1. Nagaraja v. Secretary of State, ILR 39 Mad 304 (310-312) (Oldfield, J.), (Tyabji, J. did not go so far).

2. Nagaraja v. Secretary of State, ILR 39 Mad 304 (310, 312).

66.18. According to the Bombay view,1 however, the communication contemplated by section 124, necessarily involves the wilful confiding of secrets with a view to avoiding publicity by reason of the official position of the person in whom trust is reposed. The Bombay view could not include within the section all communications to public officers, but would leave the court free to examine the nature of the communication-broadly on a determination of the question whether the need for secrecy was expressed or can be implied.

1. Bhalchandra v. Chandbassappa, AIR 1939 Born 237 (245, 247) (Sen & Wassoodew, JJ.).

66.19. We are of the opinion that the Bombay view is to be preferred. The wider view taken in Madras would make the section all-embracing, and we do not think that the section was intended to be so. However, since injury to the public interest is a vital ingredient of the section, this controversy does not have much practical importance.

66.20. Test of legal process not satisfactory.-

In some of the judicial decisions,1 the test applied is whether the document was prepared in pursuance of a legal process, or whether it was prepared otherwise than under a legal process. With great respect, however, it appears to us that this would not be a universal test suitable for every case. It may be true to state that if the document is prepared under a legal process, then it cannot ordinarily be a confidential one, because it has to be submitted to some judicial or quasi-judicial authority. That does not, however, imply that all other documents would be regarded as made in official confidence.

For example, every routine paper of a trivial nature sent to a public office and not made under a legal process-such as an application for leave can hardly be contemplated as falling within section 124 under the category of a communication made in official confidence. Therefore, the test referred to above would create anomalies in practice, and theoretically also it is not sound, there being no logical basis for an assumption that the absence of the element of judicial process implies the presence of the element of confidence.

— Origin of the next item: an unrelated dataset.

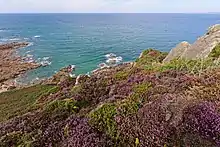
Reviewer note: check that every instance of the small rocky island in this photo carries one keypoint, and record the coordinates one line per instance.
(159, 100)
(12, 65)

1. Suryanarayana (in re:), AIR 1954 Mad 278 (reviews cases).

66.21. In this connection, we may quote what viscount Dilhome observed in Norwich Pharmacal Co. v. Customs Commissioner1-

"I do not accept the proposition that all information given to a government department is to be treated as confidential and protected from disclosure, but I agree that information of a personal character obtained in the exercise of statutory powers, information of such a character that the giver of it would not expect it to be used for any purpose other than that for which it is given, or disclosed to any person not concerned with that purpose, is to be regarded as protected from disclosure, even though there is no statutory prohibition of its disclosure".

1. Norwich Pharmacal Co. v. Customs Commissioner, (1973) 2 All ER 943 (HL).

V. Recommendation

66.22. Recommendation.-

In the light of the changes needed in the section as discussed in this chapter,1 we recommend that section 124 should be revised as under:-

"124. (1) No public officer shall be compelled to disclose communications made to him in official confidence, other than communications contained in unpublished official records relating to any affairs of State, when the court considers that the public interests would suffer by the disclosure.

(2) Where a public officer who is a witness is asked a question which might require the disclosure of any such communication, and he objects to answering the question on the ground that the public interests would suffer by its disclosure, the court shall, before rejecting his objection, ascertain from him, in chambers, the nature of his objection and reasons therefore."

1 Paras. 66.9, 66.10 and 66.17, supra.

66.23. We should note that this recommendation is subject to reservation by two Members-Shri Dhavan and Shri Sen-Varma. The reservation made by them in regard to section 123 applies to section 124 also, since both the sections are concerned with injury to the public interest.